Re: [PATCH v8 net-next 3/4] net: enetc: add LSO support for i.MX95 ENETC PF
From: Alexander Lobakin
Date: Tue Dec 17 2024 - 10:33:52 EST
From: Wei Fang <wei.fang@xxxxxxx>
Date: Fri, 13 Dec 2024 10:17:30 +0800
> ENETC rev 4.1 supports large send offload (LSO), segmenting large TCP
> and UDP transmit units into multiple Ethernet frames. To support LSO,
> software needs to fill some auxiliary information in Tx BD, such as LSO
> header length, frame length, LSO maximum segment size, etc.
>
> At 1Gbps link rate, TCP segmentation was tested using iperf3, and the
> CPU performance before and after applying the patch was compared through
> the top command.
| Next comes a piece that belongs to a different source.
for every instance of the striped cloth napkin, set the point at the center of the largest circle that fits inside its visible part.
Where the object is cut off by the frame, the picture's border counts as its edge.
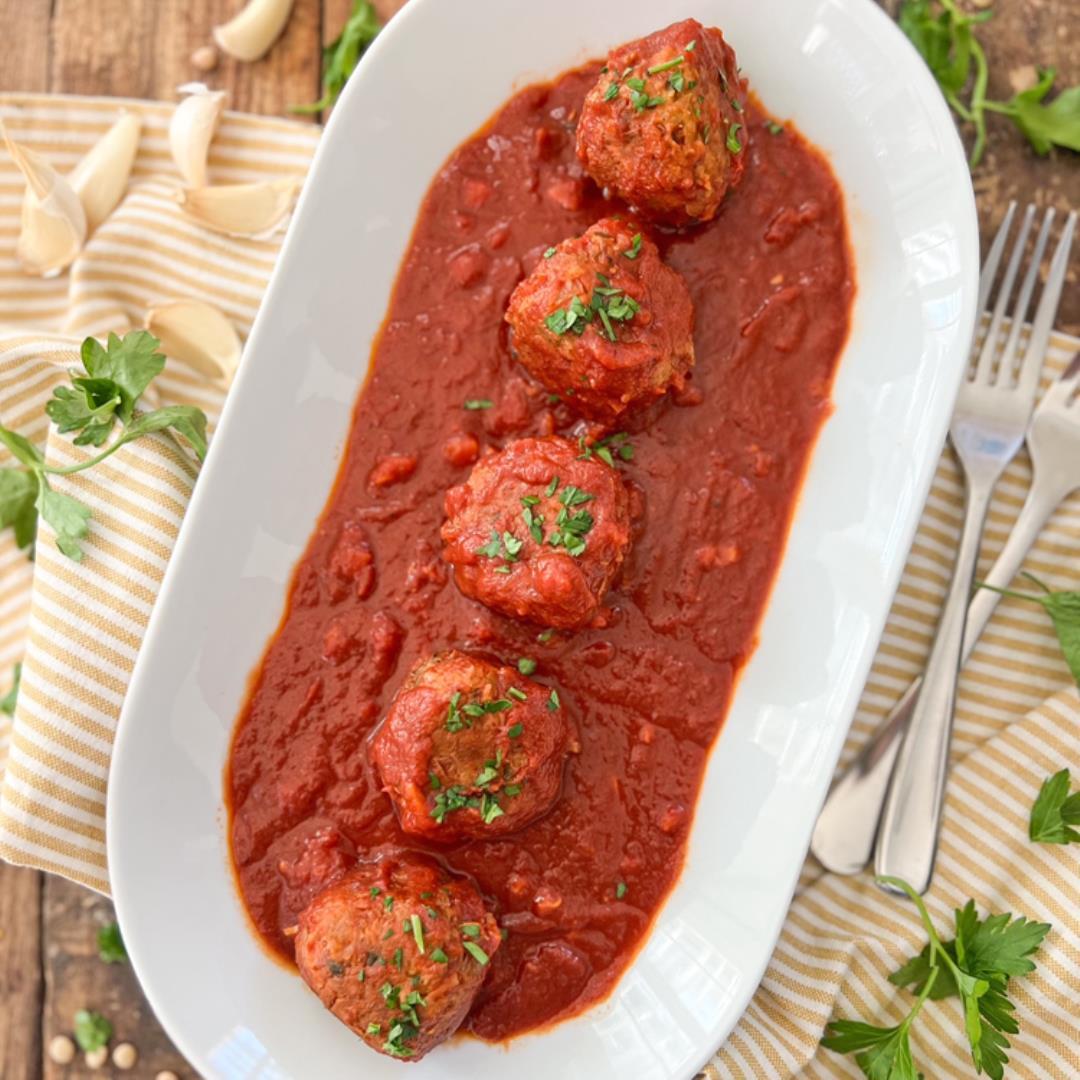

It can be seen that LSO saves a significant amount of
> CPU cycles compared to software TSO.
>
> Before applying the patch:
> %Cpu(s): 0.1 us, 4.1 sy, 0.0 ni, 85.7 id, 0.0 wa, 0.5 hi, 9.7 si
>
> After applying the patch:
> %Cpu(s): 0.1 us, 2.3 sy, 0.0 ni, 94.5 id, 0.0 wa, 0.4 hi, 2.6 si
>
> Signed-off-by: Wei Fang <wei.fang@xxxxxxx>
> Reviewed-by: Frank Li <Frank.Li@xxxxxxx>
> Reviewed-by: Claudiu Manoil <claudiu.manoil@xxxxxxx>
> ---
> v2: no changes
> v3: use enetc_skb_is_ipv6() helper fucntion which is added in patch 2
> v4: fix a typo
> v5: no changes
> v6: remove error logs from the datapath
> v7: rebase the patch due to the layout change of enetc_tx_bd
> v8: rebase the patch due to merge conflicts
> ---
> drivers/net/ethernet/freescale/enetc/enetc.c | 257 +++++++++++++++++-
> drivers/net/ethernet/freescale/enetc/enetc.h | 15 +
> .../net/ethernet/freescale/enetc/enetc4_hw.h | 22 ++
> .../net/ethernet/freescale/enetc/enetc_hw.h | 14 +-
> .../freescale/enetc/enetc_pf_common.c | 3 +
> 5 files changed, 301 insertions(+), 10 deletions(-)
>
> diff --git a/drivers/net/ethernet/freescale/enetc/enetc.c b/drivers/net/ethernet/freescale/enetc/enetc.c
> index 09ca4223ff9d..41a3798c7564 100644
> --- a/drivers/net/ethernet/freescale/enetc/enetc.c
> +++ b/drivers/net/ethernet/freescale/enetc/enetc.c
> @@ -533,6 +533,224 @@ static void enetc_tso_complete_csum(struct enetc_bdr *tx_ring, struct tso_t *tso
> }
> }
>
> +static inline int enetc_lso_count_descs(const struct sk_buff *skb)
> +{
> + /* 4 BDs: 1 BD for LSO header + 1 BD for extended BD + 1 BD
> + * for linear area data but not include LSO header, namely
> + * skb_headlen(skb) - lso_hdr_len. And 1 BD for gap.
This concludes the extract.